La question des liens entre santé et environnement est apparue assez récemment dans les travaux des chercheurs, ces 15 dernières années principalement. C’était à la fois une question qui semblait plutôt consensuelle et évidente, mais qui pour autant était assez mal appréhendée par les pouvoir publics. Dans mes travaux, je propose de prendre en compte les interactions entre les différentes politiques économiques, sanitaires et environnementales. Le discours habituel ne considère pas simultanément des différents outils dont disposent les états ; Or, une politique sanitaire seule ne compensera pas les effets délétères de la pollution, et inversement. Ainsi, il faut être capable de jouer avec plusieurs outils de politique économique pour proposer une politique qui a cette double dimension environnementale et de santé. Nos difficultés à conjuguer politique de santé et politique environnementale tiennent certainement en partie aux spécificités de notre système politique mais également aux horizons temporels différents que chacune de ces politiques recouvrent intrinsèquement.

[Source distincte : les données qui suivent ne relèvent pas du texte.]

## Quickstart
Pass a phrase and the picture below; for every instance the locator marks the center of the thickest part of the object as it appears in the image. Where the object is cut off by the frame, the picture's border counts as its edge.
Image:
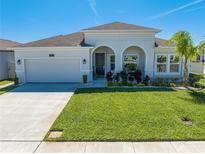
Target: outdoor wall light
(84, 61)
(19, 61)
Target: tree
(185, 49)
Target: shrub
(85, 78)
(140, 84)
(117, 77)
(110, 83)
(194, 77)
(172, 84)
(130, 67)
(130, 78)
(124, 83)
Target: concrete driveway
(27, 112)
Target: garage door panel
(52, 70)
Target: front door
(100, 64)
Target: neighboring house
(7, 62)
(95, 51)
(198, 66)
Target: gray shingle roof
(119, 26)
(74, 39)
(4, 44)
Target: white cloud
(92, 4)
(175, 10)
(195, 9)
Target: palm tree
(185, 49)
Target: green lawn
(4, 90)
(132, 115)
(4, 82)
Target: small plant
(109, 76)
(16, 80)
(85, 78)
(194, 77)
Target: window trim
(173, 63)
(167, 64)
(156, 63)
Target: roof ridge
(119, 26)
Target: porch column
(149, 63)
(118, 61)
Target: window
(174, 64)
(112, 63)
(130, 62)
(161, 63)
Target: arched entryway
(134, 59)
(103, 61)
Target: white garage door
(52, 70)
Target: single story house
(7, 62)
(95, 51)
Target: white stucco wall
(167, 51)
(6, 57)
(59, 52)
(197, 67)
(119, 41)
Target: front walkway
(104, 147)
(27, 113)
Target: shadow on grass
(103, 90)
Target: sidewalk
(104, 147)
(7, 85)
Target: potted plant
(16, 80)
(85, 78)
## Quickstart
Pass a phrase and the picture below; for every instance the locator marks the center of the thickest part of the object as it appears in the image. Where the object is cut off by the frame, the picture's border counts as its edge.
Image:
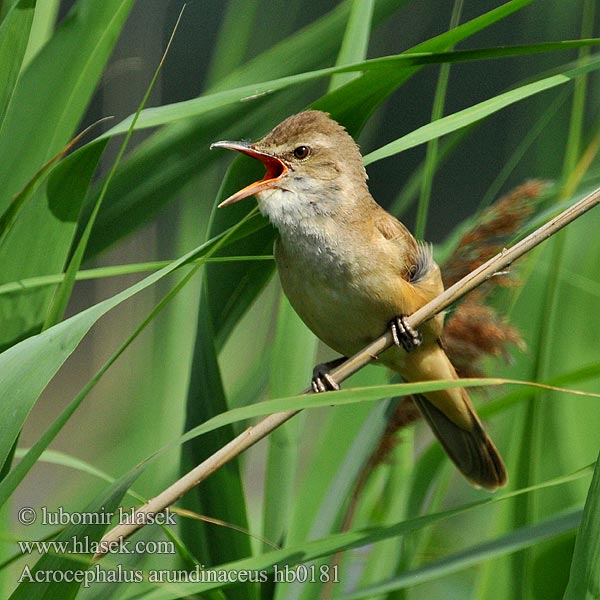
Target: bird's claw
(404, 335)
(322, 381)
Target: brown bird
(350, 269)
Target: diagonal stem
(253, 434)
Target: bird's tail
(471, 450)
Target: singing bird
(350, 270)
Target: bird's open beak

En somme, il y a encore beaucoup de progrès à faire dans ce domaine pour convaincre que les politiques environnementales et de santé, qu’elles soient curatives ou préventives, doivent être complémentaires pour être pleinement efficaces.

Comment voyez-vous vos recherches à l’avenir ? Quel axe souhaitez-vous approfondir ?

Une thématique sanitaire qui m’intéresse particulièrement est celle de la santé reproductive. La dimension démographique est très liée à celle du développement économique, et j’ai envie d’axer mes recherches sur ce sujet. L’environnement dans lequel nous évoluons va impacter directement les dynamiques reproductives et démographiques. Il y a aussi un travail à mener sur la question de la transmission du capital santé et l’exposition à la pollution.
Par ailleurs, j’ai également envie d’explorer la notion d’inégalité. Nous ne sommes pas tous exposés à la pollution de la même manière, l’accès au soin n’est pas non plus le même pour tous. Ainsi, je trouve intéressant de travailler sur la définition de politiques économiques pour réduire les inégalités de santé environnementale.